Abstract

Respiratory Syncytial Virus (RSV) poses a significant burden in the United States, particularly among young children, older adults, and those with underlying health conditions. Despite recent progress in vaccine availability, there are still aspects of RSV infection that we do not understand, including mechanisms of viral entry and assembly. To address this challenge, we develop tools that are compatible with existing, widely available fluorescence-based imaging systems. Specifically, we develop a fluorescent RSV system harboring a fluorescent reporter and tags on the surface proteins using site-specific labeling.

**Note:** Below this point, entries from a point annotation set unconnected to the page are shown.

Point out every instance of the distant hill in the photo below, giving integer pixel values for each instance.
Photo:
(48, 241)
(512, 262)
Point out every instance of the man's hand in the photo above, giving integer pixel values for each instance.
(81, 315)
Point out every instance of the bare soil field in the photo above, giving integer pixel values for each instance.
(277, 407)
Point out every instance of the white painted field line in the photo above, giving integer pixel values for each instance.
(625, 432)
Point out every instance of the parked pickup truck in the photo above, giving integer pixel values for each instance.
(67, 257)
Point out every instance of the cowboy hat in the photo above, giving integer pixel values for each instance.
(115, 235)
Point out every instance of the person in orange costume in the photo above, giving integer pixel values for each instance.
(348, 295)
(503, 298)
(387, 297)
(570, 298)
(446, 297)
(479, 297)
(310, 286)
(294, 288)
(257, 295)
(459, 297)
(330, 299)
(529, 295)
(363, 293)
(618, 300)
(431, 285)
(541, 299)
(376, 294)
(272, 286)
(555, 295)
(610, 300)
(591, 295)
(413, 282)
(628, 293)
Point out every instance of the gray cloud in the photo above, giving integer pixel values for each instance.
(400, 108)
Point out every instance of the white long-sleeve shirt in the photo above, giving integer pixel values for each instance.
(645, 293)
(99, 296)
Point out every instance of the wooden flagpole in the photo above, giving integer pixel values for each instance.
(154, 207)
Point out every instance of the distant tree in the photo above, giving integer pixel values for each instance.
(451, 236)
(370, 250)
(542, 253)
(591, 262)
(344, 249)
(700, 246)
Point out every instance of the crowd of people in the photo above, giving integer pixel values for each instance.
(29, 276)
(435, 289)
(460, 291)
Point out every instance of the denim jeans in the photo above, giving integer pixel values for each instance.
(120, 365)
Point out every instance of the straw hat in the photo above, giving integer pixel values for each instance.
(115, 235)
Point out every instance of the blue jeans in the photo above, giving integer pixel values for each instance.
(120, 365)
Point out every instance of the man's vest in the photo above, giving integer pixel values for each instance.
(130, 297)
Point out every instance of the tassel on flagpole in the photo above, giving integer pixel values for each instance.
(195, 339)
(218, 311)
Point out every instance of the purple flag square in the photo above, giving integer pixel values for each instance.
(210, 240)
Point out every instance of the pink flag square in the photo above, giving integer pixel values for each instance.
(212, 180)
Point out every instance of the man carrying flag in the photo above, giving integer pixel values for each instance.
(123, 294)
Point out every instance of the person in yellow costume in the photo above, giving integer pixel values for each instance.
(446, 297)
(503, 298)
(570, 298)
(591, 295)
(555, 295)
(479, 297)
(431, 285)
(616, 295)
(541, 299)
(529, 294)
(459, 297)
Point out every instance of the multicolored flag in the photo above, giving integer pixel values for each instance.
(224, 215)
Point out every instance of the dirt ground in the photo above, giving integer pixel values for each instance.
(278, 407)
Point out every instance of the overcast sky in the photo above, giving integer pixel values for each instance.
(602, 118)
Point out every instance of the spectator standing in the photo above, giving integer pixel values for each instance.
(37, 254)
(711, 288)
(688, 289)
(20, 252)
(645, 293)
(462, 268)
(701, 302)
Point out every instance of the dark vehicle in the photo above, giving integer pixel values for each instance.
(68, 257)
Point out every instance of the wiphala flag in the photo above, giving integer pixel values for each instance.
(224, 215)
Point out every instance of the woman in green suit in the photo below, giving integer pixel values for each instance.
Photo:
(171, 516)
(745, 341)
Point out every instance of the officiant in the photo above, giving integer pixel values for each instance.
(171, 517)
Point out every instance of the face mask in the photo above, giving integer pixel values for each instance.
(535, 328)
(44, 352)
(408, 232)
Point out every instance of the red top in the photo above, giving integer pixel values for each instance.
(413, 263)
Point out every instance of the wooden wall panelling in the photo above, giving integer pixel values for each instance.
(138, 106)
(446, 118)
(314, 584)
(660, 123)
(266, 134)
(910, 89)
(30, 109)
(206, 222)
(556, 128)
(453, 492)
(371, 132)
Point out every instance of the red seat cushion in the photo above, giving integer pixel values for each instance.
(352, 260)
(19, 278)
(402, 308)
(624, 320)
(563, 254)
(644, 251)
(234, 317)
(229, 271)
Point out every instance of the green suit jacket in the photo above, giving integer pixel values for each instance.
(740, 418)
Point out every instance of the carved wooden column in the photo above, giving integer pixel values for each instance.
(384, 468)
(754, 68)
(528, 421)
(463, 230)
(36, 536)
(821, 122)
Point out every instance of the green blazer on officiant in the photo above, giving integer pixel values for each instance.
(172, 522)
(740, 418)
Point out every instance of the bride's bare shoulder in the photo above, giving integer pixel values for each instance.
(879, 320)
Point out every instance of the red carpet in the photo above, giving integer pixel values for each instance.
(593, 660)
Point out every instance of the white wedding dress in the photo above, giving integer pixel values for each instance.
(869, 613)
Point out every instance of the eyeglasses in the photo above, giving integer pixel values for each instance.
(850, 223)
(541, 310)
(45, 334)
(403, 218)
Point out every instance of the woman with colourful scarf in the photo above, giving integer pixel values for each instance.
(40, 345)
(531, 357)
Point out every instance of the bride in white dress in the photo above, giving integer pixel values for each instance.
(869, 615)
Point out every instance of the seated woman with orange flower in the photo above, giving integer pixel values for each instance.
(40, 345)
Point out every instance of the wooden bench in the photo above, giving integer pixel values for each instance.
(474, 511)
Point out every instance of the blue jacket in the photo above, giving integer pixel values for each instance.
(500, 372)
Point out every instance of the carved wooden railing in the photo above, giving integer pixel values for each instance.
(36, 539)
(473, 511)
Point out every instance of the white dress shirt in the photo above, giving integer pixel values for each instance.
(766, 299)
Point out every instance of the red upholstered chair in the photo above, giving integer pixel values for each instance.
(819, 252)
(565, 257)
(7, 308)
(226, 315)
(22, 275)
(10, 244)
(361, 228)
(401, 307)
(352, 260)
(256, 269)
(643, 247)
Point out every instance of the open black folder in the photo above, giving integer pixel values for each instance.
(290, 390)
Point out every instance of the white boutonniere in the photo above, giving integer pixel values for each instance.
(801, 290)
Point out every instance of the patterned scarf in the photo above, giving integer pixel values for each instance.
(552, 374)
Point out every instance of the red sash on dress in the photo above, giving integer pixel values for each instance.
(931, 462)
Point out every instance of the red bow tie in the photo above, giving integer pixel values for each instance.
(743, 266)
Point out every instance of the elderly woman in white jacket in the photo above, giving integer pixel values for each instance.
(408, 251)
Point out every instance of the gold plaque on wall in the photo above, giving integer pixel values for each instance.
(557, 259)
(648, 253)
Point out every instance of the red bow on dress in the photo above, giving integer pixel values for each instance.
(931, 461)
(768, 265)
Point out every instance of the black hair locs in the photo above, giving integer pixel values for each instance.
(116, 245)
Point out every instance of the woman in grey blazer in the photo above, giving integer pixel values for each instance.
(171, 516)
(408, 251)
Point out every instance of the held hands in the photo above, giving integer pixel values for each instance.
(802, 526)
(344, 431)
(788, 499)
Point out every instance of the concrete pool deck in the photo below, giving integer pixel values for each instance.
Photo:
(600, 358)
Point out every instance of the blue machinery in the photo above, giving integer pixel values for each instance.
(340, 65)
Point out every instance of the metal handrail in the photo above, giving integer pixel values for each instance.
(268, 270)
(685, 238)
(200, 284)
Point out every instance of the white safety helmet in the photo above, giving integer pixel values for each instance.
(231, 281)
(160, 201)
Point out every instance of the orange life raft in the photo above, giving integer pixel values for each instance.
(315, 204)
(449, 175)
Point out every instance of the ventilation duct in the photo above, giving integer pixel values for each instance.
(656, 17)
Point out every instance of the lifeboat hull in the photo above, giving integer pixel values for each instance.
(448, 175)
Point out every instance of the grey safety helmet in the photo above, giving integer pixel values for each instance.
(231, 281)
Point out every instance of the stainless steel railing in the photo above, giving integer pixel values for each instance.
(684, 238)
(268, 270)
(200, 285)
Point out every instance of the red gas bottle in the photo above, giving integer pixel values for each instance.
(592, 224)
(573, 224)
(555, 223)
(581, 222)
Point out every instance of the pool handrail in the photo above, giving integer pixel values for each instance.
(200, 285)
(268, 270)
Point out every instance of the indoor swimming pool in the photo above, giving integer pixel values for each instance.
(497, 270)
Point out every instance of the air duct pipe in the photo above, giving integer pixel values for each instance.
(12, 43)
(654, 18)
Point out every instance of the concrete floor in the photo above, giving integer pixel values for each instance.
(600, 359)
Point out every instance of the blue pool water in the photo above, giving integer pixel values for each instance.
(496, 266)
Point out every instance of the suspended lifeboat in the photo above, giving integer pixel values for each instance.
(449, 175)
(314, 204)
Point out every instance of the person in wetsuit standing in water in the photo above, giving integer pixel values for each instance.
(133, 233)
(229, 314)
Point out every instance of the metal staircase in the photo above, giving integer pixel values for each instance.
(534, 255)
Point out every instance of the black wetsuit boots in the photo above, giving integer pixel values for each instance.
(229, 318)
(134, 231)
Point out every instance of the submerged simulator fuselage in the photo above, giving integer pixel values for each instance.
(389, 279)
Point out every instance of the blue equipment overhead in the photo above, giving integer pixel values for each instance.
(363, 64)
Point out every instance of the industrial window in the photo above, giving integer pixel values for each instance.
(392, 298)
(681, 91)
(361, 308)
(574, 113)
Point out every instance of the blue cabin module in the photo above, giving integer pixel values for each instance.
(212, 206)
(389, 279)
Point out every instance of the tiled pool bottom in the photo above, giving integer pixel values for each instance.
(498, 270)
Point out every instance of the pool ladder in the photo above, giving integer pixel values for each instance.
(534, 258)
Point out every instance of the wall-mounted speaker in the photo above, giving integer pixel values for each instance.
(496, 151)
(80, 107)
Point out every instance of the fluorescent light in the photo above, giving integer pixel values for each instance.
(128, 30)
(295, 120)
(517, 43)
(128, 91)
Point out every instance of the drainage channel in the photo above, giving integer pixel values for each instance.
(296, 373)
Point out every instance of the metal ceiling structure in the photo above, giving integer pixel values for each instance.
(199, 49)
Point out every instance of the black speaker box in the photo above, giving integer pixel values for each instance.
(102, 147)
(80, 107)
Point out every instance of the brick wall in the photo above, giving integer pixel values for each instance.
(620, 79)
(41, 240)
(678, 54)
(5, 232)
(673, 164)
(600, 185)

This engineered viral strain maintains strong replication kinetics, labels with high efficiency, and allows us to visualize infected cells and the virions they produce. This enables real-time tracking of viral interactions during the infection process, which we harness to identify a role for virus morphology in complement activation. We further expand this work by utilizing genetic code expansion to develop a recoded strain of RSV, in which the multifunctional nucleoprotein is site-specifically modified with a noncanonical amino acid. We leverage this tool to visualize RSV assembly, capturing the transfer of nucleoprotein complexes from cytoplasmic condensates directly to budding viral filaments at the cell surface and to cytoplasmic compartments containing viral surface proteins. In order to leverage these tools in the context of differentiated human airway cells HAECs, we develop devices to culture, differentiate, and perform live, high-resolution imaging on air-liquid interface cultures compatible with confocal fluorescence microscopy. These devices differentiate HAECs with equal capacity to existing platforms. We image RSV attachment in live ciliated cells with 300 nm of resolution at up to 100fps. Lastly, we investigate the role of cilia in RSV binding and infection in differentiated HAECs. Notably, we find that RSV preferentially binds to ciliated cells and that genetic mutations resulting in ciliary dysmotility influence RSV binding and cell-type selectivity. Collectively, these tools establish a new methodology that could be extended to study other respiratory disease.

Degree

Doctor of Philosophy (PhD)

Author's Department

Biomedical Engineering

Author's School

McKelvey School of Engineering

Document Type

Dissertation

Date of Award

4-4-2025

Language

English (en)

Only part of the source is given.